The MI video seemed to close with Sal determining his next steps (being on the highest medication dose available to see how his asthma responded). He seemed to be considering what he’d need to do if that did not work, including possibly rehoming his pet.
Issue of ambivalence: “I feel ambivalent about doing concurrent documentation.”
One side: “I know that doing clinical documentation in session is smart as it means I won’t fall behind and won’t have to think about it later.”
Other side: “I struggle with doing concurrent documentation, as I feel like it takes away from my presence in session with clients.”
Betsey, on the one hand, you know that doing concurrent documentation is smart as it means you won’t fall behind on your paperwork and won’t have to think about it later. On the other hand, you feel like it takes away from your presence in session with clients.”
Betsey, you seem to be struggling with competing values. On the one hand, it’s important for your paperwork to get done in a timely fashion to reduce your stress and worry over it. It also seems important for you to be genuinely present for your clients. You enjoy being in the moment and not dividing your attention between them and your notes.
Betsey, you may be wondering which to pay more attention to. Your own mental health is important by keeping your stress level down and keeping up on your paperwork is a big part of this. You will be able to give more to your clients if you are not feeling overwhelmed by all you have to do. Your clients feeling heard and validated is very important to you as well as this is their time and they are paying you to give them 100%.

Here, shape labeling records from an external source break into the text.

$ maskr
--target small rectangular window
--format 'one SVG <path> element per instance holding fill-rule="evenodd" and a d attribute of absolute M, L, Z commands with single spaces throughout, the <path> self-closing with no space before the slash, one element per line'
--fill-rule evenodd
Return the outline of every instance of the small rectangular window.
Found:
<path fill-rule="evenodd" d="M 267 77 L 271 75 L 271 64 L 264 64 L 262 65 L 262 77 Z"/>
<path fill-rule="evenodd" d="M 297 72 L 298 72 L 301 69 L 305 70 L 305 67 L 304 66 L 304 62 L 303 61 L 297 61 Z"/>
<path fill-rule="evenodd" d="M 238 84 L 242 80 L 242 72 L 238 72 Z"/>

This exercise was interesting. I found it a little hard to keep to the structure (am not sure I did this entirely), instead having other modalities and techniques popping into my head. I found that after doing this, my ambivalence was largely resolved. As much as I may enjoy just sitting with clients, it would be far harder on me to spend my whole weekend doing notes. I’d be exhausted and have that much less to bring to the table, so to speak.
Client goals: To get some motivation. To not be a brat to my sister. To smoke less.
My goals: To keep to a daily structure, get up the same time every morning. To confront her sister over the identity she has been given within the family. To not smoke at all during weekend days.
What I see as discrepancies in these two lists are her goals are very broad and nonspecific. Mine are more focused.
In terms of the righting reflex, I found I want to immediately problem-solve with her around these goals instead of looking at what is sustaining them. I want to break things down so we can work on them instead of leaving things so broad. I want her to feel success and that she can experience something other than failure. I want her to see herself as something other than the victim in her family. I want her to experience sobriety and see what that is like for her.
Agenda Setting: I would ask my client what she would like to be sure to focus on and take notes to ensure these are addressed in our time. I would use reflective listening to ensure I heard correctly and would ask client to start when ready. During the session, I would summarize periodically and be mindful of the time for client so that she got what she needed or ask if she wanted to stay on the topic she was as our time was running out.